The other side of that coin was the European experience: "war is terrible, look at all these dead civilians - our neighbours".
The slow bifurcation of two essentially similarly-based cultures, is the theme of the last 80 years - let alone 30.
And, as you say, it is the impositions of 'victory' upon the winners, as much as the losers, that drive social change. (or maybe I am going too far with that thought?)
Think about that capitalist notion of slavery. A cheap energy resource for WASP expansion in the 18th C onwards. An historical business decision that still echoes loudly in North American culture - and unlikely to quiesce any time soon.
This is what has occupied my thinking in recent months: the asynchronous time cycles of different world-views. The quartal view, the career view, the 'when will I die' view', the 'when will christianity die' view etc etc.

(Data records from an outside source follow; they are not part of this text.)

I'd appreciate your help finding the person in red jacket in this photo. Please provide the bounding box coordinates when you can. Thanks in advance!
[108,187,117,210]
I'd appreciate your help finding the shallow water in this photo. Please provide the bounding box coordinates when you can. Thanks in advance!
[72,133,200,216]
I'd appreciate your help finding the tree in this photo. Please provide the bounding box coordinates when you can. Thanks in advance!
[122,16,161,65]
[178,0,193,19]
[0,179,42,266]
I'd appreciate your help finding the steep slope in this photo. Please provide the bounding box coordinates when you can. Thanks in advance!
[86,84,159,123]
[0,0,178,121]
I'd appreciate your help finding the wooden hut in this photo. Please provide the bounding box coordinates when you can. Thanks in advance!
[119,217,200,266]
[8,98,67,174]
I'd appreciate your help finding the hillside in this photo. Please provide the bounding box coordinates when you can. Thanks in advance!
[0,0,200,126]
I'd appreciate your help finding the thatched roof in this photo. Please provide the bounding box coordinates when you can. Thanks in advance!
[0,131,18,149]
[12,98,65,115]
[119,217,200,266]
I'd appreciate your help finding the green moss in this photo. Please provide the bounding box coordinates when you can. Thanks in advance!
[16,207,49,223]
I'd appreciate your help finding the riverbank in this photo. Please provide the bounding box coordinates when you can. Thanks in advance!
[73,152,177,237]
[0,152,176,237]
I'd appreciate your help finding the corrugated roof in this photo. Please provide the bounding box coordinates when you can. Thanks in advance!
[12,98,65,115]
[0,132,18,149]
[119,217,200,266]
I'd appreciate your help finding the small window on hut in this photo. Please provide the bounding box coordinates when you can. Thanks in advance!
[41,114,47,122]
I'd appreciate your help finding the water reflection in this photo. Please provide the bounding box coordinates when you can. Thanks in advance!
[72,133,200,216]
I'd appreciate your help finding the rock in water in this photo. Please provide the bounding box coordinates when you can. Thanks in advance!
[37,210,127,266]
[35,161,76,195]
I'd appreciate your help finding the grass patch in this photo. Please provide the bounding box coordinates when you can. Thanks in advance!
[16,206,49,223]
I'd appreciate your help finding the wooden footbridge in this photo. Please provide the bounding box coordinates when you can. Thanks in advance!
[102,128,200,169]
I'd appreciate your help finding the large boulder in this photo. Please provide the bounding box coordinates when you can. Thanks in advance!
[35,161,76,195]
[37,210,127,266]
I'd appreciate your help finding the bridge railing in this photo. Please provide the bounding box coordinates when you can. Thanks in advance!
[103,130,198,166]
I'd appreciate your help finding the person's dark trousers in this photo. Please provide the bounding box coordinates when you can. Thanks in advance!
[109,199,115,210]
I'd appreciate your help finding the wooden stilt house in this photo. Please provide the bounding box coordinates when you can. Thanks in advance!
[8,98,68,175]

We've never really had to think cosmically before, apart from a few hard to read philosophers. Education has to be that broad imo. You can't be me, I'm taken
Not to mention Latino expansion from the sixteenth century onwards. The Brits actually were the first major imperialist power to abandon slavery. The growth of the European (ex) colonies was primarily driven by poor European settlers be that in English, Spanish, or Porgtugese speaking areas. It turned out that for modern capitalism, the legal and economic strictures of a market economy are far more efficient at generating wealth for the elites than chattel slavery. Those areas that had been particularly dependent on the early modern system of slave labour tended to fall behind (US South, Caribbean, northern Brazil). The same was largely true in Europe as well with a pretty good correlation between the persistence of serfdom and relative poverty and economic underdevelopment.